How can cooperation between higher education and business provide graduates with better pathways to employment?
For today’s employers, an academic degree is no longer enough. Graduates are increasingly expected to be knowledgeable, skilled and experienced, ready for their professional career. The responsibility for this employment readiness is justifiably being placed on universities to provide them with more relevant higher education.
In the face of ongoing change, universities are being called to take a stronger role in developing future workforce and building a highly skilled human capital. The issue is however not the number of graduates, but their skills and competences, which are increasingly being measured through employability metrics and new jobs created.
Today, like never before, it is essential for higher education institutions (HEIs) to better attune themselves to the needs of both students and their future employers. In a practical sense then, the question arises: what can universities do to ensure that their students are well equipped with practical knowledge and skills and are capable of meeting demands of a tough job market?
Being seen as one of the central challenges for Europe, a so-called ‘skills mismatch’ can be addressed through the systematic cooperation between universities and employers. Through university-business cooperation (UBC) HEIs become increasingly capable of translating education into meaningful competences for the workplace and providing smooth transfer of graduates from “students” status to “employees”.
Management Center Innsbruck is a strategic partner for employers
To ensure the relevance of its education, Management Center Innsbruck (MCI) approaches employer-engagement and business partnerships very strategically. Founded in 1995 as an autonomous academic spin-off of the University of Innsbruck in Austria, MCI systematically engages with employers to improve teaching and enhance student employability.
But how exactly does MCI cooperate with its business partners? On a practical level, the institution strongly focuses on a collaborative curriculum design and its delivery as well as mobility of students.
Uniquely at MCI however, not only does this occur throughout the life of its degree and post-degree programmes, but also, during the programme intake and following the end of programme. This therefore involves specifically-chosen industry representatives who are invited into MCI as partners in the development and delivery of the teaching programmes.

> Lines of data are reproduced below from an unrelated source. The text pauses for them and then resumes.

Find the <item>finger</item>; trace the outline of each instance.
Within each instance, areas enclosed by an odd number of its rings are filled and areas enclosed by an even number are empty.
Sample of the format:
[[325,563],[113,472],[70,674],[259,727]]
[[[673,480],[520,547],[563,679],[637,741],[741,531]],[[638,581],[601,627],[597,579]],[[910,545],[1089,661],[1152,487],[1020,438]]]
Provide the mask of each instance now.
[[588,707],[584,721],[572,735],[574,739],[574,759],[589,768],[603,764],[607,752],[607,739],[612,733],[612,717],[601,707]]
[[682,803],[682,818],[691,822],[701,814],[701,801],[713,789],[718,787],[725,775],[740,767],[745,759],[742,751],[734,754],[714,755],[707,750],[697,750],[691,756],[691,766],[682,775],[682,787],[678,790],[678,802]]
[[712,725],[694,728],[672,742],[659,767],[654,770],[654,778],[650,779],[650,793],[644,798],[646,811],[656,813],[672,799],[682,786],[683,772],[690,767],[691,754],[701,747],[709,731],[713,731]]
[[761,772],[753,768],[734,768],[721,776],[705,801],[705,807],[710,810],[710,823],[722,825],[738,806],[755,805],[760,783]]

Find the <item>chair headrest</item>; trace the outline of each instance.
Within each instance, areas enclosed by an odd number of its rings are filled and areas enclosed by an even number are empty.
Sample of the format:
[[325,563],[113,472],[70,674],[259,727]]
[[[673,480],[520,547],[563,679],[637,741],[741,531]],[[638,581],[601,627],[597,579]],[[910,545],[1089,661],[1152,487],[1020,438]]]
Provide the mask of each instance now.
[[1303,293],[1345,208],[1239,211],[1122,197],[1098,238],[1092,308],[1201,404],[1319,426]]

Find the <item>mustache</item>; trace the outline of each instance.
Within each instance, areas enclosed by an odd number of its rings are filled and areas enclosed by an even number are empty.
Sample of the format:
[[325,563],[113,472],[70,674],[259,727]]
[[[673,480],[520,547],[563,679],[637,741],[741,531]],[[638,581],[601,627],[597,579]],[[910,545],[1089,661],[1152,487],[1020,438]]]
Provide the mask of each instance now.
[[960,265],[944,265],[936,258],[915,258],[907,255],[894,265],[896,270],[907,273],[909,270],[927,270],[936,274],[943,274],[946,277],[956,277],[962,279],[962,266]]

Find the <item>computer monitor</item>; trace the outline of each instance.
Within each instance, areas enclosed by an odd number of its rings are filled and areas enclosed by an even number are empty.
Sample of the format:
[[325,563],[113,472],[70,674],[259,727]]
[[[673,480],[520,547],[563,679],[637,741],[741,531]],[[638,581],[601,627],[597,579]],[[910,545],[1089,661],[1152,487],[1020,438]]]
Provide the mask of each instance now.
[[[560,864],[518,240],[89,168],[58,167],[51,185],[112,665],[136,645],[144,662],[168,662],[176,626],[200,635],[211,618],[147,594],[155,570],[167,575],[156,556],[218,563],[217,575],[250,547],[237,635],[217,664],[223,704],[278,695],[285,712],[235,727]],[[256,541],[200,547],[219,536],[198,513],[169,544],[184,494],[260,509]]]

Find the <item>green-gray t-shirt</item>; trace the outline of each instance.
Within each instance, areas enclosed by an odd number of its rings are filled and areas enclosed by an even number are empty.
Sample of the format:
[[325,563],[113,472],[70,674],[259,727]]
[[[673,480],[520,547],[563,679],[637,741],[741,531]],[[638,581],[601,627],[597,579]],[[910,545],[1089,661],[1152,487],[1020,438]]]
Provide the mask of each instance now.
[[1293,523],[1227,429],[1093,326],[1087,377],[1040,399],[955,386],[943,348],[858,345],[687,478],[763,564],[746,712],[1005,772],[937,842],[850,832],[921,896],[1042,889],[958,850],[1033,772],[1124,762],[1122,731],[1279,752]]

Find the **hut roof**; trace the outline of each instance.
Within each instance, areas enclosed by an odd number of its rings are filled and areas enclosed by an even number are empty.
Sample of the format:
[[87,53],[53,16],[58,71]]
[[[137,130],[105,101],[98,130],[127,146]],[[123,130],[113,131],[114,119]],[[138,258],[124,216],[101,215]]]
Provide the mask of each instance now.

As an example, in the case of the Medical Engineering programme, MCI involves professionals from hospitals, the IT sector and medical engineering companies in course-design and delivery. Furthermore, they are also systemically involved in the student admission process, helping to select students who are more likely to fit the profile of the employer, and introducing students to a ‘employment-like’ recruitment process. The professionals are then often employed as part-time lecturers.
A further key aspect underpinning their employer-aligned programmes, is the recruitment of professionals from industry to become valuable faculty members. 300 internal MCI faculty and complemented by more than 800 external faculty members ensuring that significant material is being delivered directly from professionals in-practice.
These professionals integrate their business problems into courses, execute student-business projects, offer internship opportunities and facilitate the organisation of networking events with industry actors. This initiative has the benefit of ensuring that the curriculum is inevitably aligned with the needs of the industry, generates a more direct path for students to employment, whilst benefiting businesses by providing opportunities scout and win top student talent and developing graduates who are job-ready.
As for student mobility and placement, MCI has established a special administrative unit – the MCI Career Center – which acts as an interface and interaction point between students and graduates, on one side, and potential future employers, on another. To make the screening and communication process for the companies easier and more efficient, MCI provides them with a “Career Partnership” platform for posting job and career opportunities for students.
MCI’s impact on employability
The institution’s strong focus on practical relevance and its commitment to close collaboration with the business community helps to ensure that MCI graduates will become job-ready employees for the labour market due to their combined academic knowledge and work-oriented skills.
One of the indications that MCI education creates an impact on graduates’ careers is that the average graduate receives 2.15 job offers at the time of his or her graduation from MCI, whilst 91.6% of MCI graduates have a job within three months after graduation. Furthermore, substantial salary increases and noticeable career progression for MCI graduates highlight the impact of MCI’s education on their successful career paths.